Amnesty International France et quatre autres ONG* appellent les députés à "élever" le débat lors des discussions à venir sur la politique migratoire de la France et de l'Europe. Tribune parue dans le Journal du Dimanche du 28 septembre.
"Madame la Députée, Monsieur le Député, le 7 octobre prochain, à l'initiative du gouvernement, vous allez débattre de la politique migratoire de la France et de l'Europe. Nous, associations humanitaires et de défense des droits des migrants et réfugiés, sommes inquiets de l'orientation que pourrait prendre ce débat. Trop de responsables politiques, en France comme ailleurs en Europe, ont malheureusement pris l'habitude d'instrumentaliser ce sujet notamment à des fins électoralistes, alimentant en cela les sentiments de peur et les divisions au sein des sociétés.

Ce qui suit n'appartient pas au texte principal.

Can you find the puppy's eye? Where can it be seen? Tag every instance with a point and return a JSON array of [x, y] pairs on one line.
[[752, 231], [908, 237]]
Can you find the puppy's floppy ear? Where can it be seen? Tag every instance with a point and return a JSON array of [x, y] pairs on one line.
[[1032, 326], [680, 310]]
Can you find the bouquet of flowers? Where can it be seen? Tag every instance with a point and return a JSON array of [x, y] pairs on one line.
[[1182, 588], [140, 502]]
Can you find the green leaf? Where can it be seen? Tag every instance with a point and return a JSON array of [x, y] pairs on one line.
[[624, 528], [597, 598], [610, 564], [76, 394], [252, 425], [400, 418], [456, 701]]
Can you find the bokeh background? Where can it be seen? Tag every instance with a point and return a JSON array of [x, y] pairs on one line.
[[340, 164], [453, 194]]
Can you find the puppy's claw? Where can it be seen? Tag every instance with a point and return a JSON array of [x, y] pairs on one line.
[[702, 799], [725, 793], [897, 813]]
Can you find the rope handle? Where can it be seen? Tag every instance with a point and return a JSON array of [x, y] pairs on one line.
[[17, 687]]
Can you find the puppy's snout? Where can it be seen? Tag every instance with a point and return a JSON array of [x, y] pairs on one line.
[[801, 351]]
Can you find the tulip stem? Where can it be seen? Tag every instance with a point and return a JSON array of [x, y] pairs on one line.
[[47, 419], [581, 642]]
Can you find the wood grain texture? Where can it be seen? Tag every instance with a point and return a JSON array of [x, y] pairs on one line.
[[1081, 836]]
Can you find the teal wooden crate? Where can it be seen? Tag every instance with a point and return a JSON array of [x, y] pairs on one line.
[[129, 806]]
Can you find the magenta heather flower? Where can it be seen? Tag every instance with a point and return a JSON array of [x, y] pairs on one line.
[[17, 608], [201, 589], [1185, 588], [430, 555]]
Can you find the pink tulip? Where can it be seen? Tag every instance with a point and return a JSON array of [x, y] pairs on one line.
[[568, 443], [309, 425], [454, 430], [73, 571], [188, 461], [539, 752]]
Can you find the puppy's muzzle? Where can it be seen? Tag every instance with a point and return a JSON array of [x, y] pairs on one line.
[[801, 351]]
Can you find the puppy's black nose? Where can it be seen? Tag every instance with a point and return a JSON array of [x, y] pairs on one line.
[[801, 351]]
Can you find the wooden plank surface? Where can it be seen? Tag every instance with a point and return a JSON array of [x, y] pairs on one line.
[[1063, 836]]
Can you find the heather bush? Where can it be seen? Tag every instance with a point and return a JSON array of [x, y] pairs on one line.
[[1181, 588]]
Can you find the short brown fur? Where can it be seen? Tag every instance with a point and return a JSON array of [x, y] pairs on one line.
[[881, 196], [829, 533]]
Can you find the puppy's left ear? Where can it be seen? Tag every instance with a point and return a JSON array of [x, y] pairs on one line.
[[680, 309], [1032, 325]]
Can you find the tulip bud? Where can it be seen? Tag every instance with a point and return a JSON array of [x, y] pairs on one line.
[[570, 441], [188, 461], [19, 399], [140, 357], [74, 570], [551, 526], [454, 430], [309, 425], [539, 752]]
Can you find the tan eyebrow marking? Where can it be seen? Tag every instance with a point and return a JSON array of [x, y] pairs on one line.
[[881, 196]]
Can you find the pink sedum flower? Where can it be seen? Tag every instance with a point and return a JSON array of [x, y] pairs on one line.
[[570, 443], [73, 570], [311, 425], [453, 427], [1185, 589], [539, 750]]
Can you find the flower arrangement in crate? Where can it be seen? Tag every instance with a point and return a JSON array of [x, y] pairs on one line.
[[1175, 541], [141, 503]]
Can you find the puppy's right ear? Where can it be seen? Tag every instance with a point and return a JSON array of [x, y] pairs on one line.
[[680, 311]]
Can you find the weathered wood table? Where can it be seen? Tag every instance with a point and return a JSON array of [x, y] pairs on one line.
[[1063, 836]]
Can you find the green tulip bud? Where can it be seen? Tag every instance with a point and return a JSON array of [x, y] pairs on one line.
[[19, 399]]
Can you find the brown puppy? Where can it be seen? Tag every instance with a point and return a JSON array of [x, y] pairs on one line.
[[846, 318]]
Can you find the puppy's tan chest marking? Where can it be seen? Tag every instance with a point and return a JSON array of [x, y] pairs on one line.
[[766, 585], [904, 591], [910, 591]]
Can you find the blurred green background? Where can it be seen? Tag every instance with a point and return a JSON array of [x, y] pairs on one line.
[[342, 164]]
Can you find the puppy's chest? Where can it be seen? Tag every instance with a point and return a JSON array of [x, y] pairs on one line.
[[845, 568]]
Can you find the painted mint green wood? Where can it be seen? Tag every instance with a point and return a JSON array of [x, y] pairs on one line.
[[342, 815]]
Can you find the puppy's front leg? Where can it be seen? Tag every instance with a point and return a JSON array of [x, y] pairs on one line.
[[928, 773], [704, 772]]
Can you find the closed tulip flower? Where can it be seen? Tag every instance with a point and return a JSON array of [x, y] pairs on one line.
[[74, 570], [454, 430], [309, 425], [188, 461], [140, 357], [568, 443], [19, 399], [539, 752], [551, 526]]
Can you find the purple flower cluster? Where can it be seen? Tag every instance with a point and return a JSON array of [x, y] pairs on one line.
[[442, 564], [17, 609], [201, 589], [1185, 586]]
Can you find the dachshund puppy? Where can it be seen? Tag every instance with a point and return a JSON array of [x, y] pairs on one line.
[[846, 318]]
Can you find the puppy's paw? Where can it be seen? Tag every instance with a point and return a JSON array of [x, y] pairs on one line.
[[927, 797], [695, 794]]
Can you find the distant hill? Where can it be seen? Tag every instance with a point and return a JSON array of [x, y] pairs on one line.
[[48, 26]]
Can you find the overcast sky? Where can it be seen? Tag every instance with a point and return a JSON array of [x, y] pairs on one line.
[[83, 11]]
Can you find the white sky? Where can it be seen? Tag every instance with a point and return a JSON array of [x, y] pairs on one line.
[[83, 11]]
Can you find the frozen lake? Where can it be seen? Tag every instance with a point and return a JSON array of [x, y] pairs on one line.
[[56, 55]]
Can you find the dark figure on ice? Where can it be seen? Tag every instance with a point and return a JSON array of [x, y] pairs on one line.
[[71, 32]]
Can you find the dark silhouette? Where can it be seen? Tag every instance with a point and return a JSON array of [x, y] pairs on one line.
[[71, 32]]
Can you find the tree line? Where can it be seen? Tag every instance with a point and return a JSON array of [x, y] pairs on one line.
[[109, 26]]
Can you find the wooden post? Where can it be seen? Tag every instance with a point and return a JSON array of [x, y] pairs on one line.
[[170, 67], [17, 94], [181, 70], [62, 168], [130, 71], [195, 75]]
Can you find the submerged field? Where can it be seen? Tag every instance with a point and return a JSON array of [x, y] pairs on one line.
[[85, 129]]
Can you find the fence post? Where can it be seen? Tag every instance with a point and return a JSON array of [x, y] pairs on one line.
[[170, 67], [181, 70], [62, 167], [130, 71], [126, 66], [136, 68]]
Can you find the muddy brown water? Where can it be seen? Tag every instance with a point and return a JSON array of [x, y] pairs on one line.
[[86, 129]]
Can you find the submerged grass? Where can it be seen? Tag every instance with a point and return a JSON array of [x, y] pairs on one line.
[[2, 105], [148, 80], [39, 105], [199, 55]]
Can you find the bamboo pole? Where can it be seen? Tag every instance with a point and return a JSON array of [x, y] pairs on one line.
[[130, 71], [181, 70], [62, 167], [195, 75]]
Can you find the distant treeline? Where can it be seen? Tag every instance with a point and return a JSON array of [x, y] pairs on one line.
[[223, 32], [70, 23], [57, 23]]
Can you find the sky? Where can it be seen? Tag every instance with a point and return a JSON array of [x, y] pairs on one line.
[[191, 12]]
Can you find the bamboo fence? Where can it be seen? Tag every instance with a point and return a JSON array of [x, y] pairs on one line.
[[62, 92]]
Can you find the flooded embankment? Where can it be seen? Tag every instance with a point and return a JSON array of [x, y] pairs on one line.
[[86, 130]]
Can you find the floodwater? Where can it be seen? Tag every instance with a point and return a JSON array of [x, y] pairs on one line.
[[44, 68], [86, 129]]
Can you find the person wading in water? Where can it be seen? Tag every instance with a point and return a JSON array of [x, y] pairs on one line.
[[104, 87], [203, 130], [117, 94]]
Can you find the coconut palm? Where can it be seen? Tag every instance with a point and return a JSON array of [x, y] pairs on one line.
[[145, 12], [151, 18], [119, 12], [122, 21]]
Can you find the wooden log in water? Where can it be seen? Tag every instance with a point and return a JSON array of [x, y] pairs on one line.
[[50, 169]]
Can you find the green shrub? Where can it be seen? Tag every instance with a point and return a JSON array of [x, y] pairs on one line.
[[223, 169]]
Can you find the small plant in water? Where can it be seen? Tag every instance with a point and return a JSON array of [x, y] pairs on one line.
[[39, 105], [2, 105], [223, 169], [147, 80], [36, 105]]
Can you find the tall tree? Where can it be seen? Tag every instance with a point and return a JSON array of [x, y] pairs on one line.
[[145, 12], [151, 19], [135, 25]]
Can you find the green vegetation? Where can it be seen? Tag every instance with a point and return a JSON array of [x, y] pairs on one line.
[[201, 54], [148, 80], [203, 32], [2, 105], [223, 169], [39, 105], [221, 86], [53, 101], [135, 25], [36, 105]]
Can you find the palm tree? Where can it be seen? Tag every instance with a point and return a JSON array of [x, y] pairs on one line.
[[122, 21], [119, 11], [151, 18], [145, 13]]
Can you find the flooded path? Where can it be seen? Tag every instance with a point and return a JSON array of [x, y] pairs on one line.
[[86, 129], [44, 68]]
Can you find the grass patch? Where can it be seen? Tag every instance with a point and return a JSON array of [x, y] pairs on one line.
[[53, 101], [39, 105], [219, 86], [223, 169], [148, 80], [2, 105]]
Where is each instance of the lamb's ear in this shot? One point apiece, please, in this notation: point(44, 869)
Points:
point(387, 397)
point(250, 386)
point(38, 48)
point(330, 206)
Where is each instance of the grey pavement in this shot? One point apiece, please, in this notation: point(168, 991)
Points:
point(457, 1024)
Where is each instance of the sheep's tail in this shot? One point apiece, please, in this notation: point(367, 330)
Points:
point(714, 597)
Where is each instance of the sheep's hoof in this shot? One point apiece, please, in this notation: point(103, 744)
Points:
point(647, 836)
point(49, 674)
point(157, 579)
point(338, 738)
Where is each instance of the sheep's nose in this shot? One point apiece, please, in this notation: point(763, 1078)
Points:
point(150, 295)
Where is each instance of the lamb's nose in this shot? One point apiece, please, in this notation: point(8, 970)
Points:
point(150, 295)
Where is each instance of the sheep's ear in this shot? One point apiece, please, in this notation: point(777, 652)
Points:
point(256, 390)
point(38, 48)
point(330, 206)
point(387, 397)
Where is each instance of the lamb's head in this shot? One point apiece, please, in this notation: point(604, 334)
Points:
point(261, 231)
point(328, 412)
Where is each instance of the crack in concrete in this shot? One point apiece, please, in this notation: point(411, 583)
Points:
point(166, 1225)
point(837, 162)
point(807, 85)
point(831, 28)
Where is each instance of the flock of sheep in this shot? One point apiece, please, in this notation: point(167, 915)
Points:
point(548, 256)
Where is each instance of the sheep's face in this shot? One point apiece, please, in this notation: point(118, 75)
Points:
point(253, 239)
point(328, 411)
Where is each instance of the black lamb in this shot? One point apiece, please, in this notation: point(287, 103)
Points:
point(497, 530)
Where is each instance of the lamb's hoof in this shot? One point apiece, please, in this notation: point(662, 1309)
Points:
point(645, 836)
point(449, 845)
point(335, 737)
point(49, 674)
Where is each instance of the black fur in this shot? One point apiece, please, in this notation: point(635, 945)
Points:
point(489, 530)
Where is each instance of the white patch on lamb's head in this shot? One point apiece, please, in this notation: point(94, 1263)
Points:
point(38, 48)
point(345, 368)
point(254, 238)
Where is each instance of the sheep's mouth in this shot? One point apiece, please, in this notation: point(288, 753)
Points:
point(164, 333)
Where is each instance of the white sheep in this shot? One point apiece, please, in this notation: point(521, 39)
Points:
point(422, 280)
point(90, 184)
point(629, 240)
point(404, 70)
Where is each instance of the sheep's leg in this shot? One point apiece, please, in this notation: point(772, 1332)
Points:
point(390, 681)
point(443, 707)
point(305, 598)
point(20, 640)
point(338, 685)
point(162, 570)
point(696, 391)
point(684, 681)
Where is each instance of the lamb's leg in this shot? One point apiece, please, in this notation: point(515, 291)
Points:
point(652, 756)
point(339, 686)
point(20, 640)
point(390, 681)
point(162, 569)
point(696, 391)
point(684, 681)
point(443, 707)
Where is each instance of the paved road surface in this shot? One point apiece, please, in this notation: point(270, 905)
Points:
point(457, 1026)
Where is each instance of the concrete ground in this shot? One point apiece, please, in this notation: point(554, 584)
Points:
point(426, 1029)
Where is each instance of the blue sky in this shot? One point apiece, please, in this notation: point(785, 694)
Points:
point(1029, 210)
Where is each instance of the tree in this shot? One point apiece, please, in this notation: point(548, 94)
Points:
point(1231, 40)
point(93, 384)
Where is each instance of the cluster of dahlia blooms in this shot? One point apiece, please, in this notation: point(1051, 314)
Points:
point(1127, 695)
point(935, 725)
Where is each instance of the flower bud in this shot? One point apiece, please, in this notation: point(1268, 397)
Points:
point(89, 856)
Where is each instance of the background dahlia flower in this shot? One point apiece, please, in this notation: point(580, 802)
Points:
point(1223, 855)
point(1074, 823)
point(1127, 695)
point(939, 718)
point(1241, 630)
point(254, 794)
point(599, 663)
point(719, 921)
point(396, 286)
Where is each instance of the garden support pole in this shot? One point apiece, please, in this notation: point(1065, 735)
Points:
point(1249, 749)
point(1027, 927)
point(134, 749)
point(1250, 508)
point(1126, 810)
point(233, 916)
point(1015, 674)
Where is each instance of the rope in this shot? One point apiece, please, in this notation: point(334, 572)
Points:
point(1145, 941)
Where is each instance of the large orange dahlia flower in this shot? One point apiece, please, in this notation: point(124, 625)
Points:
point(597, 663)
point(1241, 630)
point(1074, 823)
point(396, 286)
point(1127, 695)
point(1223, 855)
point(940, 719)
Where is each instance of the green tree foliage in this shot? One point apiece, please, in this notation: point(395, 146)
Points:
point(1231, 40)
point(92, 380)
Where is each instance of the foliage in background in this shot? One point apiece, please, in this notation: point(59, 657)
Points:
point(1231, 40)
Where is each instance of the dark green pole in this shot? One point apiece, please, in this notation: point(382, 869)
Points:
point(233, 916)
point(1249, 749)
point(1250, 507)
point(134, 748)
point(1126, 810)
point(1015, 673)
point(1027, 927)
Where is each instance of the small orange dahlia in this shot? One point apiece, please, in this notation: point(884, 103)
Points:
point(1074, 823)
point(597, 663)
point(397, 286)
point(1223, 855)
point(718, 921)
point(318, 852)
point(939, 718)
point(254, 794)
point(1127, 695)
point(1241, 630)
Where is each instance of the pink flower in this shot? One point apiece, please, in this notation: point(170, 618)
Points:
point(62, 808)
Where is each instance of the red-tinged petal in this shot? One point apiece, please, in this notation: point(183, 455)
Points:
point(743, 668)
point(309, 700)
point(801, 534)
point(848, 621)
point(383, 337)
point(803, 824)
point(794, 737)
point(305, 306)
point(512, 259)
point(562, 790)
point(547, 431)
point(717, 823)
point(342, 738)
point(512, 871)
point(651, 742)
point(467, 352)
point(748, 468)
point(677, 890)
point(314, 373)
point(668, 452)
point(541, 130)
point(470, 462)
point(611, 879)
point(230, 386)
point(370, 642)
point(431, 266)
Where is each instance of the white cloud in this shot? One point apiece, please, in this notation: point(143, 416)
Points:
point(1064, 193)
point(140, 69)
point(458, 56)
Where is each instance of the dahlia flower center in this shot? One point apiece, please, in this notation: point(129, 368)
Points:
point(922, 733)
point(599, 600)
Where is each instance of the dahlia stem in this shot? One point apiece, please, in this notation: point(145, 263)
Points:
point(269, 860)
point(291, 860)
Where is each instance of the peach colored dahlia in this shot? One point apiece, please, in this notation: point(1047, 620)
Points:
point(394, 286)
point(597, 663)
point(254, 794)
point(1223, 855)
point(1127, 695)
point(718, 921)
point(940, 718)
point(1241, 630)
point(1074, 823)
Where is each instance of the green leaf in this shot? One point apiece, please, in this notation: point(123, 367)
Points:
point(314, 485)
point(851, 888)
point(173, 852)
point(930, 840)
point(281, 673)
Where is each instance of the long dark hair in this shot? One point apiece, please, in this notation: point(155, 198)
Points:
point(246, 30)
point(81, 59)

Ce qui devrait être un sujet d'inquiétude, ce sont d'abord les faiblesses de l'Union européenne, voire ses renoncements à apporter une protection aux personnes vulnérables et/ou en danger et son incapacité à aborder les questions migratoires de façon solidaire, apaisée et respectueuse des valeurs universelles qu'elle proclame par ailleurs. Le débat du 7 octobre 2019 ne doit pas être une fois de plus le théâtre d'un affrontement construit sur des simplifications mensongères et outrancières.
Nous en appelons à votre responsabilité afin d'élever ce débat à celui qu'il devrait être en traitant quelques questions clés : comment la France et l'Europe remplissent-elles leurs obligations concernant l'accueil et la protection des personnes migrantes et réfugiées? Comment garantir le respect des droits fondamentaux et la dignité de chaque personne? Comment, pour y parvenir, faire évoluer les dispositifs politiques et sociaux et assurer que cet accueil se passe sans attiser les sentiments de rejet ou de division?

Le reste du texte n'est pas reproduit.